Mettons le dernier de ces théorèmes à part : les trois premiers ne peuvent plus subsister rigoureusement dès que l’on admet le moindre clinamen dans la direction des forces, et cependant on les a toujours sans difficulté regardés comme universellement applicables, aux êtres animés aussi bien qu’aux corps bruts. Pour ne considérer que la plus saisissante de ces applications, ils conduisent à affirmer que, quels que soient les efforts de la fourmilière qui s’agite à la surface de notre globe, ils n’influeront jamais en rien sur le mouvement de son centre de gravité, ils n’entraîneront jamais un changement de la durée du jour sidéral. Est-il donc nécessaire de s’inscrire en faux contre ces propositions ? Est-ce là l’idée que l’on se fait de la liberté humaine ?

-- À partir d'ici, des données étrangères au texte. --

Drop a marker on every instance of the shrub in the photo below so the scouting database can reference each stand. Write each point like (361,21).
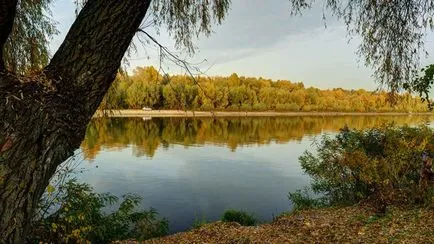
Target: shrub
(77,215)
(302,200)
(380,165)
(241,217)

Evidemment non ; il est donc plus prudent de s’en tenir à la seconde hypothèse, celle de forces intérieures, soumises à la loi de l’action et de la réaction, mais variant avec le temps ; elle n’entraîne nullement les mêmes conséquences, et il est parfaitement loisible de l’adopter. Toutefois la formule de la conservation de l’énergie, telle que nous l’avons précisée, ne cadre plus avec cette hypothèse.

Les conséquences de celle-ci n’ont pas besoin d’être examinées pour l’ensemble du monde, d’autant qu’alors la formule relative à l’énergie n’a plus de sens précis, si l’univers est infini ; il suffit de les considérer sur l’être supposé libre. La question se pose alors ainsi : L’homme, par l’exercice de sa volonté, peut-il, à un moment donné, créer ou annuler de la force vive ? Des expériences connues ont prouvé que sa faculté à cet égard est relativement très restreinte ; mais les incertitudes des observations sont nécessairement telles, pour un problème de ce genre, qu’on ne peut aucunement en induire qu’elle soit absolument nulle.

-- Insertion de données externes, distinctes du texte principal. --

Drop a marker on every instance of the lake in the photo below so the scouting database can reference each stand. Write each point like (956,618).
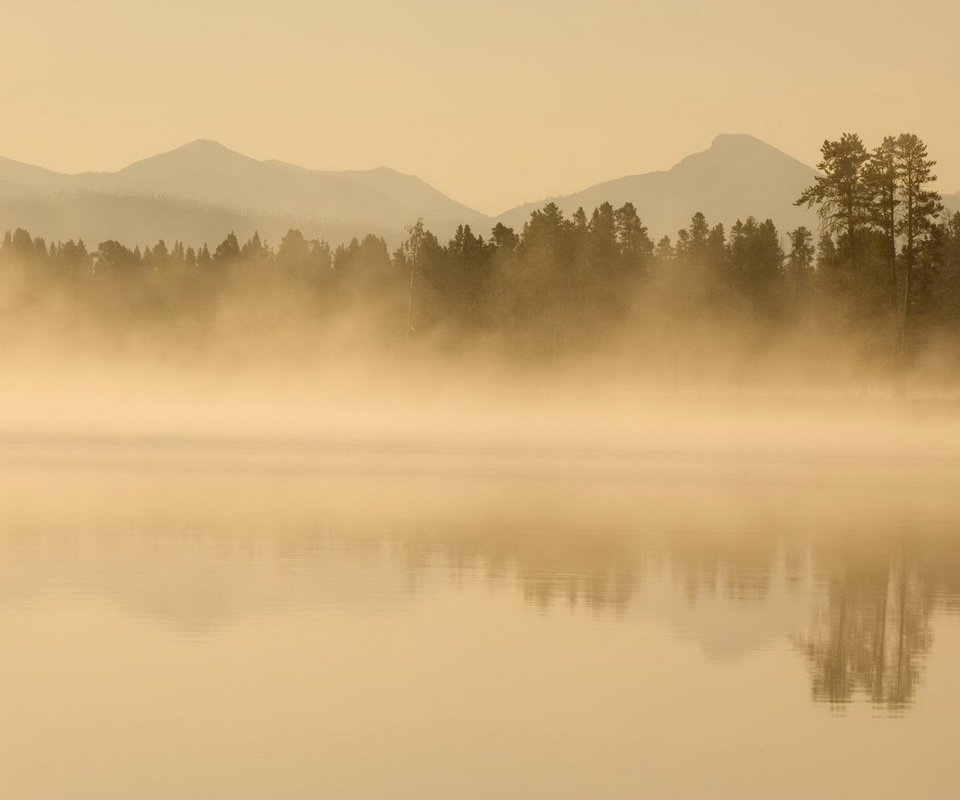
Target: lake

Si d’ailleurs on voulait, avec M. Naville, conserver la proposition de la conservation de l’énergie dans un système isolé, il n’y aurait, en traduisant rigoureusement ses hypothèses qu’à diviser l’énergie totale en trois parties : 1o la force vive actuelle ; 2o l’énergie potentielle mathématique, soumise au jeu des forces variant avec la seule distance, et telle que nous l’avons définie ; 3o une seconde énergie potentielle à la disposition des êtres libres, jusqu’à un certain maximum déterminé pour chacun d’eux. Seulement être obligé d’introduire ce troisième terme pour affirmer que l’énergie totale est constante, revient à convenir qu’elle ne l’est pas, en remarquant simplement qu’elle ne varie qu’entre certaines limites, ce qui paraît conforme à l’expérience.